My Pet Human
- Author: Yasmine Surovec
- Illustrator: Yasmine Surovec
- Language: English
- Genre: Children's book
- Published: 2015 (Roaring Brook Press)
- Publication place: USA
- Media type: Print (hardback)
- Pages: 106
- ISBN: 9781626720732
- OCLC: 896791555

= My Pet Human =

Children's novel by Yasmine Surovec

My Pet Human is a 2015 children's book written and illustrated by Yasmine Surovec.
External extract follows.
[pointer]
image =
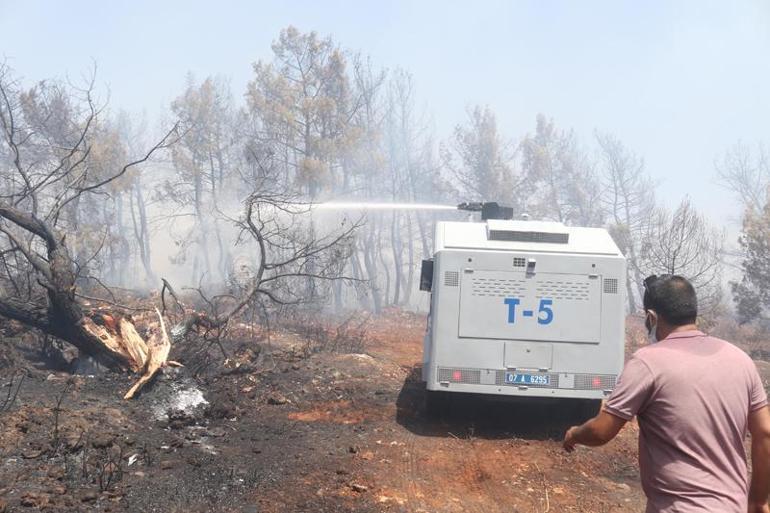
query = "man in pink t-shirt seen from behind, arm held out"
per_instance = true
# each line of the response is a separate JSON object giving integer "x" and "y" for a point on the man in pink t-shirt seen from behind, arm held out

It concerns a black and white stray cat that likes his independence but is eventually persuaded through the regular provision of food and comfort that having a little girl and her family to look after him may not be such a bad thing.

==Reception==
Publishers Weekly, in a review of My Pet Human, wrote "Opinionated and independent, Oliver has plenty of personality, and Surovec’s simplified cartoons successfully evoke the joys of pet ownership (even when the human is the pet).", and Booklist wrote "Cat-loving kids, particularly emerging readers, will get a kick out of the feline narrator, as well as the heartening story of friendship."

My Pet Human has also been reviewed by Kirkus Reviews, School Library Journal, Horn Book Guides, School Library Connection, and The Bulletin of the Center for Children's Books.